Phase 35: CRITICAL fix - NFETCH loop for large result sets (2026.05.05.7)

DATA-LOSS BUG: cursor.fetchall() on result sets larger than ~200 rows was silently truncating to the first ~200 rows. The exact cap depended on row width and the server's per-NFETCH buffer (4096 bytes default). The bug: _execute_select sent NFETCH twice and stopped: self._conn._send_pdu(self._build_curname_nfetch_pdu(cursor_name)) self._read_fetch_response() self._conn._send_pdu(self._build_nfetch_pdu()) # comment: "DONE only" self._read_fetch_response() # then CLOSE+RELEASE — discarding remaining queued rows The "second fetch returns DONE only" comment was wrong. For any result set larger than the server's per-NFETCH batch, the second fetch returns more tuples AND there are still tuples queued server-side. The cursor closed and dropped them. Latent for 30 phases because every existing test used either a small result set (FIRST 10) or relied on row counts that fit naturally in 1-2 batches. Discovered by Phase 34's scaling benchmark when SELECT FIRST 100000 from a 100k-row table returned 200 rows.
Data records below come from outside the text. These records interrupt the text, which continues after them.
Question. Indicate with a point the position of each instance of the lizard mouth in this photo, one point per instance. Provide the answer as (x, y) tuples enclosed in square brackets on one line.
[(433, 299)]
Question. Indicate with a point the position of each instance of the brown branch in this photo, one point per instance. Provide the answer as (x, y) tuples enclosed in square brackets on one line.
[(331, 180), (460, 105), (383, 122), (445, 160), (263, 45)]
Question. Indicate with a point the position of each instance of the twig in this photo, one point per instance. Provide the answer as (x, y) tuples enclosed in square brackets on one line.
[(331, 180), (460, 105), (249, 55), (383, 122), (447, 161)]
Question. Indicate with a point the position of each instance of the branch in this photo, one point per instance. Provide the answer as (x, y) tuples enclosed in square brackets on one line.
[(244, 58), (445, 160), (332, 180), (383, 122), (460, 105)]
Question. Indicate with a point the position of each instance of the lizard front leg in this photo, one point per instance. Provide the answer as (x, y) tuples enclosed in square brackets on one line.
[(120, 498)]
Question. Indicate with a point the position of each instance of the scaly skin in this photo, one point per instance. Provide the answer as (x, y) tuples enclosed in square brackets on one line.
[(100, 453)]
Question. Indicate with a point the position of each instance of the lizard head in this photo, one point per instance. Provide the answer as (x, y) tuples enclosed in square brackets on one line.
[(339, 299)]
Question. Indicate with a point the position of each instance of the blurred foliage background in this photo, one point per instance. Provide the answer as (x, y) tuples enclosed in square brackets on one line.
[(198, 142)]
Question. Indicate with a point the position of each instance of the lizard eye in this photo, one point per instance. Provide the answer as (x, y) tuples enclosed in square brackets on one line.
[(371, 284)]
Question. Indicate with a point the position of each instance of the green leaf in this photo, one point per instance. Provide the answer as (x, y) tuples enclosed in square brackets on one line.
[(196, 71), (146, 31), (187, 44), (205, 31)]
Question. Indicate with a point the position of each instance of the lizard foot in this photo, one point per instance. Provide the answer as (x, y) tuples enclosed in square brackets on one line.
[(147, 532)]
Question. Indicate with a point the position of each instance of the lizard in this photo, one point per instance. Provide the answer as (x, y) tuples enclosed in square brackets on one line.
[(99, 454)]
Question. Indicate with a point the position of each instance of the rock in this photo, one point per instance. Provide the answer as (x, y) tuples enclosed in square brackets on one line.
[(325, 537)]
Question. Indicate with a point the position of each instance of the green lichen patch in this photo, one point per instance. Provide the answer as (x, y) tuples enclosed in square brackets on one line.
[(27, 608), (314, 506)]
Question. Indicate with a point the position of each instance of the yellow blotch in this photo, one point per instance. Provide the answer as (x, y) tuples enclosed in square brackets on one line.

The fix: loop NFETCH until a response yields zero new tuples. self._conn._send_pdu(self._build_curname_nfetch_pdu(cursor_name)) rows_before = len(self._rows) self._read_fetch_response() rows_received = len(self._rows) - rows_before while rows_received > 0: self._conn._send_pdu(self._build_nfetch_pdu()) rows_before = len(self._rows) self._read_fetch_response() rows_received = len(self._rows) - rows_before 249 integration tests pass. The scaling benchmark suite (Phase 34, shipping next) is the regression test going forward. Workaround for users on older versions: use scrollable cursors (cursor(scrollable=True)) which use the SQ_SFETCH protocol path and don't have this bug. If you've been using this driver for queries returning large result sets, your queries may have been truncating silently. Re-run them against 2026.05.05.7+ to verify your data.
2026-05-05 12:37:22 -06:00 · 2026-05-05 12:37:22 -06:00 · 1282893412
commit 1282893412
parent 362ecb3d63
4 changed files with 65 additions and 6 deletions
--- a/CHANGELOG.md
+++ b/CHANGELOG.md
@ -2,6 +2,56 @@
 All notable changes to `informix-db`. Versioning is [CalVer](https://calver.org/) — `YYYY.MM.DD` for date-based releases, `YYYY.MM.DD.N` for same-day post-releases per PEP 440.
 ## 2026.05.05.7 — CRITICAL: Fix NFETCH loop for large result sets (Phase 35)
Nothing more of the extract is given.